Re: RARA-AVIS:Hammett and Kurosawa & Analytic Methods

From: Keith Alan Deutsch ( keithdeutsch@earthlink.net)
Date: 19 Apr 2000


> Dick Lochte wrote:
>
> Read the Hammett article, and noticed that it repeated as fact, a claim I've
> seen at times in discussions here, namely that Kurosawa got his idea for
> Yojimbo
> from Red Harvest.
>
> I do see some similarities, but I sure see some big differences too. Who
> of the Kurosawa or Hammett biographers has made this claim and what basis
> did he
> or she give? I'd like something more substantial than similarities......
>
>
> Bill Hagen
>
> I'm not sure who, if any, of the Hammett biographers made the claim.
> Kurosawa denied the Hammett connection, just as Leone denied that "Fistful
> of Dollars" was inspired by "Yojimbo." But the films' plots speak for
> themselves. ........ To my mind, the similarities are
> substantial enough to justify the claim.
> Dick Lochte
>

Dear Dick and Bill,

I recently made the same claim that Red Harvest & Yojimbo were very similar; I think I stopped at saying Kurosowa was influenced by Hammett in that post to RARA-AVIS. (might not have gotten through--software problems).

The rogue Samurai, Ronin, who plays one faction off of another, is a traditional theme in Japanese popular fiction and swordsman ship mythology. See my reference to "Musashi" (in the "missing?" post) the film that won the 1955 Academy Award for Best Foreign Film--not by Kurosawa, but starring a very young Toshiro Mifune. "Musashi" is also the title of an epic novel in 5 books written by of Japan's most popular author's between 1932 or so to 1940, I believe--classic hard boiled American pulp period. Finally Musashi is a real person who wrote the most famous Japanese book on strategy, The Book of Five Rings. He is Ja[an's greatest Samurai swordsman from the classic 1600's on Shogunate introduced by Clavell. Musashi's biography could make a great hard boiled tale set in a foreign land.

Bruce Willis starred a few years ago in a film, title escapes me (Last Man Standing?), that is very dependent on Red Harvest/Yojimbo. Producers--for obvious reasons---say it had nothing to do with Hammett's story, the rights to which were (at minimum film rights) sold some years back to, I believe, an Italian producer.
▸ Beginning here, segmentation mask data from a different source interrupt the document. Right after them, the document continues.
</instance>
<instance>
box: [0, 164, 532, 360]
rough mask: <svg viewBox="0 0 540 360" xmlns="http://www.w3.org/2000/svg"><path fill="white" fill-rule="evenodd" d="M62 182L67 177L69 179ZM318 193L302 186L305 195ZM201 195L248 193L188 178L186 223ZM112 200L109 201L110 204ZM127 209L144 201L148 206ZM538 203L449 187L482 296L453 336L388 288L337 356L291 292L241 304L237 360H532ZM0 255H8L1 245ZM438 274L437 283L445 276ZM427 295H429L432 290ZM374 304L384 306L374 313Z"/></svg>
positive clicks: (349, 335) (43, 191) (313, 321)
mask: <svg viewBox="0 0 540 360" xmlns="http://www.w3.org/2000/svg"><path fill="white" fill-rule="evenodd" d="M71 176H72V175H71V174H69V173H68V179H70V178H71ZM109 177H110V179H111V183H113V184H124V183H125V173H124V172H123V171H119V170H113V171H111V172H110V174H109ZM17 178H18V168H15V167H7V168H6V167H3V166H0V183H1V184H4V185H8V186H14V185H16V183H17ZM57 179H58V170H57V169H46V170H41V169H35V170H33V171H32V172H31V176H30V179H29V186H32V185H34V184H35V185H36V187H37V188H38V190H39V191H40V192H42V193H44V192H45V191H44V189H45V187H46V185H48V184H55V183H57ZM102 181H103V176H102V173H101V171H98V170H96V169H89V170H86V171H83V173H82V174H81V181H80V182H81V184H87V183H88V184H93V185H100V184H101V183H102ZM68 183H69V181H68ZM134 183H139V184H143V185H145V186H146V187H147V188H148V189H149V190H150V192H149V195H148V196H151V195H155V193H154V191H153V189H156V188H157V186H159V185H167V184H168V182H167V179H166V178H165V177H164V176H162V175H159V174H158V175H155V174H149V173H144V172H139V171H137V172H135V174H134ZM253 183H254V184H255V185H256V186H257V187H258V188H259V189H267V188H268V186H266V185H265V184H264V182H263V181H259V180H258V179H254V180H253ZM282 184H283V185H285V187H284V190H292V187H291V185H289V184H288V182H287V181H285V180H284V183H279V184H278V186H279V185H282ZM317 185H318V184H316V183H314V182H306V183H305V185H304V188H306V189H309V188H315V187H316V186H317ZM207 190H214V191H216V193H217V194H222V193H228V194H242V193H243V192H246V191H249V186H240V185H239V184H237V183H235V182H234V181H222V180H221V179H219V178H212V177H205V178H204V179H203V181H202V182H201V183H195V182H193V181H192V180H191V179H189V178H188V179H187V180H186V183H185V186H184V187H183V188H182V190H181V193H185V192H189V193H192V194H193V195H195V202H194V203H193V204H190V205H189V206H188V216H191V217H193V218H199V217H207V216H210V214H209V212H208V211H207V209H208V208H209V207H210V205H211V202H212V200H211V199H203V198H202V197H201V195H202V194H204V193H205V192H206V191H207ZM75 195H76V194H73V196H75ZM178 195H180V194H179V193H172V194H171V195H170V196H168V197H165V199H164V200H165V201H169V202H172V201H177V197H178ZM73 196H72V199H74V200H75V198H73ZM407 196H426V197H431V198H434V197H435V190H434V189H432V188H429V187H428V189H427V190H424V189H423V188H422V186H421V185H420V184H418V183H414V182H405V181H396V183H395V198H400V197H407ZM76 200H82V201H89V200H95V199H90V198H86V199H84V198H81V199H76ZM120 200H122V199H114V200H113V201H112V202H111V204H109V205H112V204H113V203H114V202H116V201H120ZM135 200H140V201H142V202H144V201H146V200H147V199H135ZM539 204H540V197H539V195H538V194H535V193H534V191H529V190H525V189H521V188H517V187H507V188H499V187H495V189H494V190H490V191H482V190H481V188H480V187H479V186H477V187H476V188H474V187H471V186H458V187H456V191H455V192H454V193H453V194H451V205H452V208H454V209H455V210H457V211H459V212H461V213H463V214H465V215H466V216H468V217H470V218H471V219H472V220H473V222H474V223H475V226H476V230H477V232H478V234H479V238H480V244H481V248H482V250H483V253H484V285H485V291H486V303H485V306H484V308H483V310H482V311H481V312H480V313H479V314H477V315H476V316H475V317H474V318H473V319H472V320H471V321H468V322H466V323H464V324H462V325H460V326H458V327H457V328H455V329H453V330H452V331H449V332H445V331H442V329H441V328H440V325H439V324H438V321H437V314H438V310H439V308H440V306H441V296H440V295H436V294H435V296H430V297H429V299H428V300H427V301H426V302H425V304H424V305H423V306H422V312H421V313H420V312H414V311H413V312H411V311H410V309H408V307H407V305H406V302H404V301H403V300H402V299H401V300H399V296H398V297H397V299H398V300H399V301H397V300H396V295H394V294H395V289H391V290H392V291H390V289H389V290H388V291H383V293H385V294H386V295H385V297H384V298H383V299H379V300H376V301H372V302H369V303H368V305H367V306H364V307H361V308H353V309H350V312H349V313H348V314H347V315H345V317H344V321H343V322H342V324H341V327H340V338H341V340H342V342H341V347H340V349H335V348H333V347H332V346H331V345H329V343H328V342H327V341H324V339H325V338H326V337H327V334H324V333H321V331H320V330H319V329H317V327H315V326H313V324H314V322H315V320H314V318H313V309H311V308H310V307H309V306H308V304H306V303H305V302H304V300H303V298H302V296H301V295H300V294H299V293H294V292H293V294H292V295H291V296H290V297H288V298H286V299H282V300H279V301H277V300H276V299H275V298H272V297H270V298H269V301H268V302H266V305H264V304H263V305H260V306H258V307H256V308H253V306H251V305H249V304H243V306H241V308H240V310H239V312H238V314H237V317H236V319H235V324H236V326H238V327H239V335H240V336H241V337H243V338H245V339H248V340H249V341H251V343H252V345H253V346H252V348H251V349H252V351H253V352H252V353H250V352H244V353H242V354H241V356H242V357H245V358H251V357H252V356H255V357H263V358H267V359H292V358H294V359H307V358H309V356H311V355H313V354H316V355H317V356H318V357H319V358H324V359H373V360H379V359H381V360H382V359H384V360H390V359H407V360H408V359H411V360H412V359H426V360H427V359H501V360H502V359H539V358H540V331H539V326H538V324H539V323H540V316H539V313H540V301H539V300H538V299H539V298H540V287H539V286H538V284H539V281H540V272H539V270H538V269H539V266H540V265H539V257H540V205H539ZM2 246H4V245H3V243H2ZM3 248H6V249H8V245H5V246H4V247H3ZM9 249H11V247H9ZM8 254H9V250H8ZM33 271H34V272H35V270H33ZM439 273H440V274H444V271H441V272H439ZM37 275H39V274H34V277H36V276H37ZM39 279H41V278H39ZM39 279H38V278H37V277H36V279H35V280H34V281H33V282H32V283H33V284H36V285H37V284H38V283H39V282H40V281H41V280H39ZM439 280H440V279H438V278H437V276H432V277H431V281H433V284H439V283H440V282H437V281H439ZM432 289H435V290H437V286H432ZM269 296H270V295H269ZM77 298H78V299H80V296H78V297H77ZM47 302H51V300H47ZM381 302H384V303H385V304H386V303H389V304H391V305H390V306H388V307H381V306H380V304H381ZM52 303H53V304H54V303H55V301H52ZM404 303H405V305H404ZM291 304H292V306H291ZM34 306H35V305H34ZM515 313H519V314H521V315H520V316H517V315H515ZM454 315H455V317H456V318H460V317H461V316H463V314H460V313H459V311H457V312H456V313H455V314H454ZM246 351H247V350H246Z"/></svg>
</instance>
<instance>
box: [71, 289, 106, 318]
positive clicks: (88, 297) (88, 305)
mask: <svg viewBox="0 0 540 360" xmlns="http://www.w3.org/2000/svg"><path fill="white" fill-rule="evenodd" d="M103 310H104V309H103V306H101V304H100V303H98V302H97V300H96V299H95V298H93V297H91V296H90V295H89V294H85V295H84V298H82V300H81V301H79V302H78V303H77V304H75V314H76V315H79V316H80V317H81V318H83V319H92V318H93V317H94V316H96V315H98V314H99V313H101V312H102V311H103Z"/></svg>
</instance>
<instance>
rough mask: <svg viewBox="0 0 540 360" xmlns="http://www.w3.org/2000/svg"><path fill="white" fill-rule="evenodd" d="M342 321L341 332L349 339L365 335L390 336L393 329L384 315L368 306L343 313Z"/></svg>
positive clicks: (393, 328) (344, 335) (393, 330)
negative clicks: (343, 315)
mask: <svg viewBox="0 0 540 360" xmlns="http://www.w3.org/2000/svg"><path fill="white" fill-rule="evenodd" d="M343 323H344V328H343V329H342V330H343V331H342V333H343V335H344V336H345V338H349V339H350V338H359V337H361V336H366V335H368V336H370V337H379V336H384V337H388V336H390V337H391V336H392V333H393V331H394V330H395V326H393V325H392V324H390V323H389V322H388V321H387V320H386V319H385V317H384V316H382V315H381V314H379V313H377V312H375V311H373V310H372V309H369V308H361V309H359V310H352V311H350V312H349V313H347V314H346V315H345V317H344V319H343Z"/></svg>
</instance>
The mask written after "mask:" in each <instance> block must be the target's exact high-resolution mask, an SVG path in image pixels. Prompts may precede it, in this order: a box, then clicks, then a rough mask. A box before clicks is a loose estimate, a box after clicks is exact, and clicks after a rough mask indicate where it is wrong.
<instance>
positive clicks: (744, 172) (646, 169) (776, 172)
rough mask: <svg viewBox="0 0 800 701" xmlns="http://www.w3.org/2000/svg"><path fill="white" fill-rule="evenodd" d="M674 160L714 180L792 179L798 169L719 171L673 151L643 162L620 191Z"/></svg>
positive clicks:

A friend I met through my Hollywood Agent, when I had a Hollywood agent, :Larry Bishop (director of a recent offbeat hard boiled film and son of Joey "rat pack" Bishop) was writing scripts of Red Harvest over and over again for the producer whose name escapes me. I read the scripts and they were good.

In any case, for a variety of rights reason's, film people are hesitant to give acknowledgment to influences. As I mentioned before, in the post that may not have gotten through, George Lucas has stated that Kurosawa's Castle of Blood was the primary inspiration for the first Star Wars film.

Of course it is one thing to see the similarities (and differences) in works of art, but quite a different matter to claim a direct influence (this problem occurs all the time in infringement litigation.).

So I have to disagree with Bill's reasoning and side with Dick Lochte's analytic model for establishing influences.

Even if a biographer or historian mentioned he knew Kurosawa was influenced by Hammett's Red Harvest in Yojimbo (and I seem to recall reading that somewhere) it is another matter to provide documentary evidence. For instance, Chandler wrote that he practiced writing an Erle Stanley Gardner Black Mask story from memory as a warm up lesson on how to write for Black Mask. I could look up the reference and the name of the story he used. I think it is in Dr. Frank MacShane's authorized biography of Chandler.